Nesse sentido, os recentes movimentos da administração Biden apontam para a busca de se restaurar a posição dos EUA como principal provedor de segurança para seus aliados, alicerçado em compromisso político e em capacidades militares para apoiar esse objetivo. Dois exemplos ilustram bem esse intento. Ao autorizar exercícios militares no Mar do Sul da China, a escolha dos meios denota compromisso. Acompanhados de seus respectivos grupos de batalha, os navios-aeródromo “Theodore Roosevelt” e “Nimitz”, sinalizam não apenas a relevância e a mensagem para Pequim, também mobilizam meios tradicionais de projeção de poder em uma área de interesse estratégico para a China.

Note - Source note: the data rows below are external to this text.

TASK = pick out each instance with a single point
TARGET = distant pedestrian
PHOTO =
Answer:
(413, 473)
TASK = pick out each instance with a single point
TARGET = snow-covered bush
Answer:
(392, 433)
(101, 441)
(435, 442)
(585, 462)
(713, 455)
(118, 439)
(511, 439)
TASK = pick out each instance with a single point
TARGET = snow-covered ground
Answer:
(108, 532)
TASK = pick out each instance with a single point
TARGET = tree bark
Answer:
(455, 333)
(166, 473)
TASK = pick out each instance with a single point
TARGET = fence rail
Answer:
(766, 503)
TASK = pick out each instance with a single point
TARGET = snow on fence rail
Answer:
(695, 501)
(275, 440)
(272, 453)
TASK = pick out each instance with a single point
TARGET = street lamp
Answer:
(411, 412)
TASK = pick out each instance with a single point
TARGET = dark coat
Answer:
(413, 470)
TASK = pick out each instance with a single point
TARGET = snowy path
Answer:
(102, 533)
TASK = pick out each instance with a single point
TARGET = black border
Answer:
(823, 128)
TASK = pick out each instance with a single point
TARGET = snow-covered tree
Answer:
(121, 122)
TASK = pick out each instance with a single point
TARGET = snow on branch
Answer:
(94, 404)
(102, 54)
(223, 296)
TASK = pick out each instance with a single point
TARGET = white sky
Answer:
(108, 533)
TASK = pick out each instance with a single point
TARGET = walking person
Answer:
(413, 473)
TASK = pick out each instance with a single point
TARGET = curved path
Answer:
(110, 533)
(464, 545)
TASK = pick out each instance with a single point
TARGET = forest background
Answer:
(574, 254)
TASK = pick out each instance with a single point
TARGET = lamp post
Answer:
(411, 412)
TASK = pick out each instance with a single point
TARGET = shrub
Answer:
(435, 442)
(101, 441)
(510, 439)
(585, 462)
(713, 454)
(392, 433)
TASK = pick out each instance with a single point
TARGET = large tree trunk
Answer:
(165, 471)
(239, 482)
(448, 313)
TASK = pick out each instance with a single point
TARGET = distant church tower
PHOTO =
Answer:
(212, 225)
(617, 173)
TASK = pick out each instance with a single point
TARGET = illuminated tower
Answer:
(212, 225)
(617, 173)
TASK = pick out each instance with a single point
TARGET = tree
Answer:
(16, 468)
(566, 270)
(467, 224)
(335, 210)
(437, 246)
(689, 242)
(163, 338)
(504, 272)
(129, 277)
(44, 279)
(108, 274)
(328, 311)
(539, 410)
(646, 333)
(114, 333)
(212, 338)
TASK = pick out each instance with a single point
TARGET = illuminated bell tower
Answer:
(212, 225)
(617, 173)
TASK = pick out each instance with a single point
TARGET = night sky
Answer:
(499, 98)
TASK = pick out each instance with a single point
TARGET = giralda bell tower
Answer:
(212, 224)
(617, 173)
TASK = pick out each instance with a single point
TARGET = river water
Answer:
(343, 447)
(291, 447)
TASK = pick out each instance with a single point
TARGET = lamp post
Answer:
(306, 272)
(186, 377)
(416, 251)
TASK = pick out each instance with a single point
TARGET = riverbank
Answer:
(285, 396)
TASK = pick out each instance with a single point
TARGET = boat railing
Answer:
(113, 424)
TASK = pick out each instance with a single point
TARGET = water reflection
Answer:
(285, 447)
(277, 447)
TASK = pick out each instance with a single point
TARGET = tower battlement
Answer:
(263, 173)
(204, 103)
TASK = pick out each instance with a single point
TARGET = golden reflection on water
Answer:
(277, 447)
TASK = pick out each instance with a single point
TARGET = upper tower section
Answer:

Na última semana, seguindo o pilar de credibilidade, o presidente Biden reuniu a aliança informal de países do Indo-Pacífico, o Quad. Dialogando com Índia, Coreia do Sul e Japão, a administração atual transparece um renovado compromisso de trazer os Estados Unidos de volta ao jogo geopolítico na região. Embora o governo Biden tenha sido recém-inaugurado, espectadores atentos podem estar começando a assistir à retomada de uma postura estratégica mais próxima daquela da época do embate multidimensional contra a União Soviética — ainda que em um contexto marcado pela busca de manutenção de sua primazia. E, nesse jogo, a distribuição de poder global desempenha papel fundamental para os objetivos de longo prazo dos EUA.